A redox-resistant sirtuin-1 mutant protects against hepatic metabolic and oxidant stress [Signal Transduction]

January 22nd, 2014 by Shao, D., Fry, J. L., Han, J., Hou, X., Pimentel, D. R., Matsui, R., Cohen, R. A., Bachschmid, M. M.

Sirtuin-1 (SirT1), a member of the NAD+-dependent class III histone deacetylase family, is inactivated in vitro by oxidation of critical cysteine thiols. In a model of metabolic disease, SirT1 activation attenuated apoptosis of hepatocytes and improved liver function including insulin and lipid metabolism. We show in SirT1 overexpressing HepG2 cells that oxidants (nitrosocysteine or hydrogen peroxide) or metabolic stress (high palmitate and high glucose) inactivate SirT1 by reversible oxidative post-translational modifications (OPTM) on cysteines.

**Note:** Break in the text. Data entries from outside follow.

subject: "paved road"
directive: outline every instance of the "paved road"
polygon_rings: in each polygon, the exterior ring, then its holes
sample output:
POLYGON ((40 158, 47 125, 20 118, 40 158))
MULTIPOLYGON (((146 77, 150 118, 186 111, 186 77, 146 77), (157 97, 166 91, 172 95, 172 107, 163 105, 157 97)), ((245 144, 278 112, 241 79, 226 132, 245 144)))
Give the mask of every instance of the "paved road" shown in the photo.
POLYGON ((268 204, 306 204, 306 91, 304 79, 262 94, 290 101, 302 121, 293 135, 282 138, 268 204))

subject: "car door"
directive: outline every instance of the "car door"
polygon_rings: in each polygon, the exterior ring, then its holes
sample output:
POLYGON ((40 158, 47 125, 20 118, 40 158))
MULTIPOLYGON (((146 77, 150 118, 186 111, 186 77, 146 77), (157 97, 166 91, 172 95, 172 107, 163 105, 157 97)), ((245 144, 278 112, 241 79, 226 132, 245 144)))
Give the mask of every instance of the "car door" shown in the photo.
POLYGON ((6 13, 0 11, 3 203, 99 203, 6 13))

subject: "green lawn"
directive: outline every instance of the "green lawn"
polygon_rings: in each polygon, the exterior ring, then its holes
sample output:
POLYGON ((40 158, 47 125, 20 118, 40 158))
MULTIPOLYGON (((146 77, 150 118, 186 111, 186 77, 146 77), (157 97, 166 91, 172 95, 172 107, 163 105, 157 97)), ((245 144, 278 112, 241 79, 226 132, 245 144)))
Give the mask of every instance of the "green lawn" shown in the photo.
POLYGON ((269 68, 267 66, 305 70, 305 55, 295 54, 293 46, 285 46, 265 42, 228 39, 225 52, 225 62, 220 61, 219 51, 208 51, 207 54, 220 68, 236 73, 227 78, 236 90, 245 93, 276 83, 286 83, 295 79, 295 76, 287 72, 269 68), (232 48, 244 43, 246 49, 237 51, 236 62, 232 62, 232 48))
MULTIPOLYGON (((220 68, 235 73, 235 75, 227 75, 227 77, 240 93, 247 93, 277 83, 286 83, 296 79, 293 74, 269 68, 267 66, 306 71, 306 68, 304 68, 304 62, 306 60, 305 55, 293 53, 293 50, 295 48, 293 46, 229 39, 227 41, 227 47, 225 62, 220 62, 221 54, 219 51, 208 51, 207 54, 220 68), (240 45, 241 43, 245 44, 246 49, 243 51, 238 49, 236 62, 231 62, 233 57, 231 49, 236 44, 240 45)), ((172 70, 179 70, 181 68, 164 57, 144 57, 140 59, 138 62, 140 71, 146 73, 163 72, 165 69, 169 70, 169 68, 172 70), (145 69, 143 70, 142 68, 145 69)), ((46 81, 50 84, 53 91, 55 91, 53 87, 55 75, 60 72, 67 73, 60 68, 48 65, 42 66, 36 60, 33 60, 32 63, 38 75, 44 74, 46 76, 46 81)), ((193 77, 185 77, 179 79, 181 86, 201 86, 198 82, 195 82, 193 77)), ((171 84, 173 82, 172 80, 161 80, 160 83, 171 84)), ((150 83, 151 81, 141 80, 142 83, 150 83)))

Mutating these oxidation-sensitive cysteines to serine preserves SirT1 activity and abolishes reversible OPTMs. Overexpressed mutant SirT1 maintains deacetylase activity and attenuates proapoptotic signaling, while overexpressed wild type SirT1 is less protective in metabolically or oxidant stressed cells. To prove that OPTMs of SirT1 are glutathione (GSH) adducts, glutaredoxin-1 (Glrx) was overexpressed to remove this modification. Glrx overexpression maintains endogenous SirT1 activity and prevents proapoptotic signaling in metabolically stressed HepG2 cells. The in vivo significance of oxidative inactivation of SirT1 was investigated in livers of high fat diet-fed C57/B6J mice. SirT1 deacetylase activity was decreased in the absence of changes in SirT1 expression and associated with a marked increase in OPTMs. These results indicate that glutathione adducts on specific SirT1 thiols may be responsible for dysfunctional SirT1 associated with liver disease in metabolic syndrome.